One of the toughest things writers have to face is fairly constant rejections. It can be devastating. Particularly after you've spent years working on a manuscript and have gotten through a couple of turnstiles. You're so close, but… And then, if you do manage to get published, that's not the end of it, either. I'm not talking about additional rejections from agents, publishers and editors. No, sir. I'm talking about the most devastating rejection of all, reader rejection. Yeah. Talk about messing with your mind. You got an agent to who liked the manuscript, an editor who liked it enough to buy it, and you got that sucker published only to get the ultimate slap in the face.
Well, buck up. What's the worst that can happen? So they don't buy your book. That's about it. No one is going to arrest you (unless you wrote something you shouldn't ought to have written) and generally speaking, no one is going to point with horror at you when you walk down the street. Granted, I don't know what you look like, so I supposed it is within the realm of possibility that they actually will scream and run away when they see you coming, but it won't be because you wrote a flop. And maybe it wasn't a flop. Who really knows? If no one bought it then no one knows what's in your book to judge whether it's a flop, so you do have that going for you. Okay, maybe that doesn't really help.
Right. It doesn't help. If you write a book, it gets published, and no one subsequently buys it, well, that is a rough one. Basically, your choice is to waste your time on promotion or get back to the job of writing. I'm not saying promoting your book is bad—you have to do that to some degree. You've seen all the blogs, websites, articles, and advice about promoting yourself. Yes, you have to do it. But if it's not working or if you're spending all your time on promotion you need to take a step back. You need to get back to work.
Sometimes, you are better off getting other books published then spending 80% of your time trying to promote a book that is just not selling. Yes, it is heartbreaking. Yes, it makes you feel like you are a complete failure and don't know what the heck you are doing. And it makes you ask yourself what you were thinking to believe you could write a book. All those terrible things and all those vicious voices in your head will ring loud and victorious. Your supportive spouse may even say, "Honey, maybe it's for the best. Just let it go and forget about it. I hate to see you suffer like this."
Eat chocolate. Watch mindless television.
Then go back and write some more. Because it's the only real choice you have.
Strangely enough, if you can write another book, and then another book, and somehow manage to get those published (despite your first-book-flop) you may find that elusive audience. You may find readers who do connect with your stories. And each book will be better than the last. And your audience will build. It may build slowly, but in fact, producing more saleable manuscripts and getting them out there is the best promotional move you can make. Don't throw money, time and sweat into past endeavors. Decide on a limit and then resolutely move on, even if it does hurt.
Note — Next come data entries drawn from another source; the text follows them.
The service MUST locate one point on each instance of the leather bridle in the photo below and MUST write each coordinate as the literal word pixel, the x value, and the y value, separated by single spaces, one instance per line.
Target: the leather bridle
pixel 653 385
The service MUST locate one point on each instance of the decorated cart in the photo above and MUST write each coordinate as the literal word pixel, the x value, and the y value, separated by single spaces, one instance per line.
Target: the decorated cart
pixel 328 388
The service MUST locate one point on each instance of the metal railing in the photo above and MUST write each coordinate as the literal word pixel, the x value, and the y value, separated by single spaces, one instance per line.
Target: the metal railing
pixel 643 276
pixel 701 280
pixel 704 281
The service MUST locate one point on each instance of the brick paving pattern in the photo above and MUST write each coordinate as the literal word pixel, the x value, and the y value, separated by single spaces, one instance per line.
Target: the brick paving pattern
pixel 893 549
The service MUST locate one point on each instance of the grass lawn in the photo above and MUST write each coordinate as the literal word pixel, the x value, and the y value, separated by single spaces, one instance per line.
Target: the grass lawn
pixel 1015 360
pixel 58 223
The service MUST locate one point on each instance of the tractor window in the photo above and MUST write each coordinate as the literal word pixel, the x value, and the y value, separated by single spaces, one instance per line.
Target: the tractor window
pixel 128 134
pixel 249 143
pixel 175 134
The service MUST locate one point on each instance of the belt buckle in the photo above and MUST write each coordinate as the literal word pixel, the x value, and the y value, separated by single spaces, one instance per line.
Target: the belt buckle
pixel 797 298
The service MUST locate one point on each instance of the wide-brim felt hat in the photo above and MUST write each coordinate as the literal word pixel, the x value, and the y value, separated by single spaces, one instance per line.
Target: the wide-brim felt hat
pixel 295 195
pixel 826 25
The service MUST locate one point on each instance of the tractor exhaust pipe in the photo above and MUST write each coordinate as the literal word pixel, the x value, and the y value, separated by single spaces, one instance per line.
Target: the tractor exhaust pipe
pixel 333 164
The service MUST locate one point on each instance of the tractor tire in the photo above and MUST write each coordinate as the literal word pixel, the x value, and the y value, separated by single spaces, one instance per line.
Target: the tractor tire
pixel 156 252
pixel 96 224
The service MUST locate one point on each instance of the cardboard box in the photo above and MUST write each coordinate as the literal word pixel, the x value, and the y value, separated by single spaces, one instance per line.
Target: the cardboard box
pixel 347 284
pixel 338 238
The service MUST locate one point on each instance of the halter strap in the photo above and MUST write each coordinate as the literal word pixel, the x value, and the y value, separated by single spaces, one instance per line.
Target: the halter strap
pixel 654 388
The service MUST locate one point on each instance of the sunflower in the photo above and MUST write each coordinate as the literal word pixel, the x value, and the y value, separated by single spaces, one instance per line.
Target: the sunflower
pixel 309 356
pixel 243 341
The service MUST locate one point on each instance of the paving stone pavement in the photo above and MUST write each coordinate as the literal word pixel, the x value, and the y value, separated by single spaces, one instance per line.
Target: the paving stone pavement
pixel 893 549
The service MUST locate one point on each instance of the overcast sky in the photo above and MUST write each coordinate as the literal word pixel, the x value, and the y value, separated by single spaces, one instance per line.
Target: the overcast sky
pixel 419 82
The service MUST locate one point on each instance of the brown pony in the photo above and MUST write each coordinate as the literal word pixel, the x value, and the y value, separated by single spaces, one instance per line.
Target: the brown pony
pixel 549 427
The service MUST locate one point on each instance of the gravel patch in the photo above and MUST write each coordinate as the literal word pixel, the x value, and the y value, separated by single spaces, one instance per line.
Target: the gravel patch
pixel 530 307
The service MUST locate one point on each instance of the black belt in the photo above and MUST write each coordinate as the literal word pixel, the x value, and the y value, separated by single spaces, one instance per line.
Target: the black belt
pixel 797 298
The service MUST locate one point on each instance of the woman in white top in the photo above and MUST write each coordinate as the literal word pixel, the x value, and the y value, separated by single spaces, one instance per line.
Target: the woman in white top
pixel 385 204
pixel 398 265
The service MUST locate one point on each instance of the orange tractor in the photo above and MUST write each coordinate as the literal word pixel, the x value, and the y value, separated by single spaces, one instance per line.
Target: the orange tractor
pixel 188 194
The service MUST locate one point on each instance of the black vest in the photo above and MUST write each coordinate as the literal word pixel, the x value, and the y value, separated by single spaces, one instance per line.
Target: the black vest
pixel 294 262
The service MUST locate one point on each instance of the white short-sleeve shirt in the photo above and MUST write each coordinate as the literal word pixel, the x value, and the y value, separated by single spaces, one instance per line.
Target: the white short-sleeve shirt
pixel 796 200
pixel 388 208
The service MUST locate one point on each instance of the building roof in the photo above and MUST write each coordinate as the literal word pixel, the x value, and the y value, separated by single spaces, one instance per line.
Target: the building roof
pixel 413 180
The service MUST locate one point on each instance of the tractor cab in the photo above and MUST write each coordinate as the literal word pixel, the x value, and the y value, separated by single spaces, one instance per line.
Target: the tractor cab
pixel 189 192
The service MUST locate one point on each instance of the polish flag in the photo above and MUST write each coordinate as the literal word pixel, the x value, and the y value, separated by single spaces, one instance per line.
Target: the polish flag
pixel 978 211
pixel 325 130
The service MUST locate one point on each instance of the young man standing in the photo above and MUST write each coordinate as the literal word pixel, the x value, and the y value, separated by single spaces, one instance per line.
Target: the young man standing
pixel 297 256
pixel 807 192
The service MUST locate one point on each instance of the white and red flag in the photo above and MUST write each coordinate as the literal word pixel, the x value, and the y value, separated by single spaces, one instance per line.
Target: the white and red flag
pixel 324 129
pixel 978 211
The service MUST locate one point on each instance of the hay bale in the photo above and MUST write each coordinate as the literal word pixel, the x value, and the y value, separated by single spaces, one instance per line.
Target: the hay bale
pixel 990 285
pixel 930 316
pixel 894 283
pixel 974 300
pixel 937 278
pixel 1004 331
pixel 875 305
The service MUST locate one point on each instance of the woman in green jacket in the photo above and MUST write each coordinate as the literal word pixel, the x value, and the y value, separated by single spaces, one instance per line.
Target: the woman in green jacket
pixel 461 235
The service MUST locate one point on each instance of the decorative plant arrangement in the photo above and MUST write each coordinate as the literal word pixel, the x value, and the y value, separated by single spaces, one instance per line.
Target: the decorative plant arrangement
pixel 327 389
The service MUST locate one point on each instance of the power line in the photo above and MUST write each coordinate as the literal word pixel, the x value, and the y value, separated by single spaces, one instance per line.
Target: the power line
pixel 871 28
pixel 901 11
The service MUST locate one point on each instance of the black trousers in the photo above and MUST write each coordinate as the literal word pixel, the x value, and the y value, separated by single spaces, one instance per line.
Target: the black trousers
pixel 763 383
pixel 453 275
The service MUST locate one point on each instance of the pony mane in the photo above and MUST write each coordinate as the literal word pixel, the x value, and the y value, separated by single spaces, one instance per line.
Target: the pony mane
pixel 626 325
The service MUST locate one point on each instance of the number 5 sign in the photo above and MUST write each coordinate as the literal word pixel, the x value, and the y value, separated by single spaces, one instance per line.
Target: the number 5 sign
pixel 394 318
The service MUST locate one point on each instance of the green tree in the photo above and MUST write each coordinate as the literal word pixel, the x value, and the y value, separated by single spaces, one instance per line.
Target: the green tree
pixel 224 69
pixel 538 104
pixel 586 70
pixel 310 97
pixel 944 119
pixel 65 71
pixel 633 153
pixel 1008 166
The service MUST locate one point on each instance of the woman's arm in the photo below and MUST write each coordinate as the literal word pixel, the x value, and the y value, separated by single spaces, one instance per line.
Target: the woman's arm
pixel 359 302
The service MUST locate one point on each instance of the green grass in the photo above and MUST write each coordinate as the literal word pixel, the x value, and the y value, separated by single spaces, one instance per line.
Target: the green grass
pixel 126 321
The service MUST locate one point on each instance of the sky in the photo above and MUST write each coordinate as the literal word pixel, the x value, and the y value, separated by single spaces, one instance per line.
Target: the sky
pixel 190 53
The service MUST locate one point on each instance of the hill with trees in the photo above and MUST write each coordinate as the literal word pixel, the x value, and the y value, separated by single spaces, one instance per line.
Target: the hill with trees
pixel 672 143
In the end, you'll have a backlist of books readers can choose from. And sometimes, having that list of publications gives you the credibility readers are looking for in order to make that first purchase and take a chance on an unknown author.
Writers write. Make your writing come first and all the other related tasks come second or even third. And strangely enough, you may find that writing is one of the best ways to cure the rejection blues.